This benchmark has been developed by Matthias Brehm and Reinhold Bader of LRZ.
It tests the floating point and integer performance of various one-dimensional loop kernels.
Depending on the access pattern, various aspects of the processor architecture and the memory hierarchy are tested.
For example the Double Precision Vector Triad
A(I) = B(I) * C(I) + D(I)
evaluated as 3 loads, 1 store and 2 floating-point operations is important (a potential load for “read for ownership” is not accounted).

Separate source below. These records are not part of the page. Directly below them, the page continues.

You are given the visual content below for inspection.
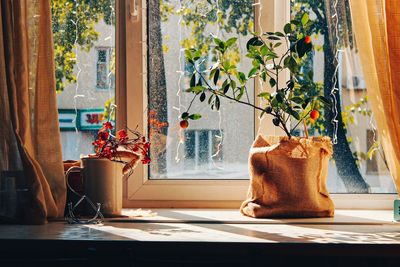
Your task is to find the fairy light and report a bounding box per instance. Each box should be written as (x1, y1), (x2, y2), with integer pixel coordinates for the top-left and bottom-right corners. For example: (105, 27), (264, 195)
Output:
(330, 0), (341, 144)
(104, 0), (115, 103)
(71, 0), (85, 138)
(253, 0), (268, 134)
(173, 0), (185, 163)
(211, 0), (224, 165)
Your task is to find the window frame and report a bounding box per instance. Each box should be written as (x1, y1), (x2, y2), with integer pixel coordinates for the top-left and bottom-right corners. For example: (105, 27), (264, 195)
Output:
(116, 0), (397, 209)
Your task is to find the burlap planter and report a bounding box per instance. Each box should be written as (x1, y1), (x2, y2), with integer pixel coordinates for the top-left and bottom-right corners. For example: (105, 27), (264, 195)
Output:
(240, 135), (334, 218)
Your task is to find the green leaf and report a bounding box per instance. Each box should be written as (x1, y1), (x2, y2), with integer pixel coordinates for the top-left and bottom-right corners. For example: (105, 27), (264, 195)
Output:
(296, 38), (312, 58)
(246, 36), (264, 50)
(214, 69), (220, 85)
(213, 37), (223, 46)
(283, 23), (292, 34)
(290, 96), (303, 104)
(236, 86), (245, 100)
(215, 96), (221, 110)
(190, 74), (196, 87)
(208, 94), (214, 105)
(318, 95), (332, 106)
(181, 112), (189, 120)
(267, 36), (281, 41)
(247, 68), (258, 78)
(269, 78), (276, 87)
(260, 45), (270, 56)
(261, 71), (267, 82)
(222, 80), (230, 94)
(236, 71), (246, 84)
(189, 114), (201, 120)
(186, 86), (206, 94)
(257, 92), (271, 99)
(231, 80), (236, 90)
(225, 37), (237, 47)
(301, 12), (309, 26)
(200, 92), (206, 102)
(287, 107), (300, 120)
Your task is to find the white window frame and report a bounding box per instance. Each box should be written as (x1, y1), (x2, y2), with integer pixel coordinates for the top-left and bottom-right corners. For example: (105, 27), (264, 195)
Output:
(116, 0), (397, 209)
(95, 46), (115, 91)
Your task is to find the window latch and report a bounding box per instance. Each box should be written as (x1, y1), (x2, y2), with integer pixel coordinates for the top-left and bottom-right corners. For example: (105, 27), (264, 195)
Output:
(129, 0), (139, 20)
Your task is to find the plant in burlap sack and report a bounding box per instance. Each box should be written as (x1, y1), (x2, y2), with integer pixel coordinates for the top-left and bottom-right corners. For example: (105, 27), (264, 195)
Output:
(180, 13), (330, 136)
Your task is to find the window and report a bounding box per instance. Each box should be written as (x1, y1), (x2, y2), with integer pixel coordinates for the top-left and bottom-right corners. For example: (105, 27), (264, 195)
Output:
(183, 129), (223, 175)
(147, 0), (254, 179)
(291, 0), (395, 193)
(52, 0), (394, 208)
(51, 0), (115, 160)
(96, 47), (115, 89)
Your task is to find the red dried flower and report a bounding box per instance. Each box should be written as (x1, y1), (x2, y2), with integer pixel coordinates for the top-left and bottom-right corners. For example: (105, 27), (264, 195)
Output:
(103, 121), (113, 130)
(97, 131), (110, 140)
(117, 129), (128, 139)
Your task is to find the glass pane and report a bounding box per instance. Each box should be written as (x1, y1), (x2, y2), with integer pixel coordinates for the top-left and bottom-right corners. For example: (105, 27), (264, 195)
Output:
(148, 0), (254, 179)
(291, 0), (395, 193)
(51, 0), (115, 160)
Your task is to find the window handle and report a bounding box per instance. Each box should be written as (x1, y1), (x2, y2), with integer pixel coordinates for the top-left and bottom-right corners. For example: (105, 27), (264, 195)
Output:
(129, 0), (139, 20)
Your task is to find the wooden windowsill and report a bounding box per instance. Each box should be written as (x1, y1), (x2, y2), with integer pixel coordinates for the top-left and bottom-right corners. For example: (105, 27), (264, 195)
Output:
(0, 209), (400, 266)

The aggregate performance of a node is assessed. Scaling the benchmark for more than one node has the only purpose of assessing performance variations across cores or nodes.
Two subcases are considered:
• rinf1.small.conf: probably best suited for filling the nodes only with (many) MPI tasks, without multithreading
• rinf1.large.conf: probably best suited for filling the nodes with just one
In measures the memory bandwith within the nodes of a cluster.
The benchmark code is written in standard Fortran, with some infrastructure as well as kernel code in standard C. Support for C interoperability and dynamic memory management from the Fortran 2003 standard is required. The MPI variant of the code presumes the availability of a standard-conforming MPI implementation including the Fortran module mpi; but only functionality from MPI-1 is needed.
This code is provided under the GNU General Public License v3.0. Please find its terms in the accompanying file LICENSE.
To build the code, run
cd src; make
Resulting binaries are:
- rinf1.small.exe
- rinf1.large.exe
See src/JOB as example of job script
Example reference outputs are provided in the subdirectory REFERENCE-OUTPUT.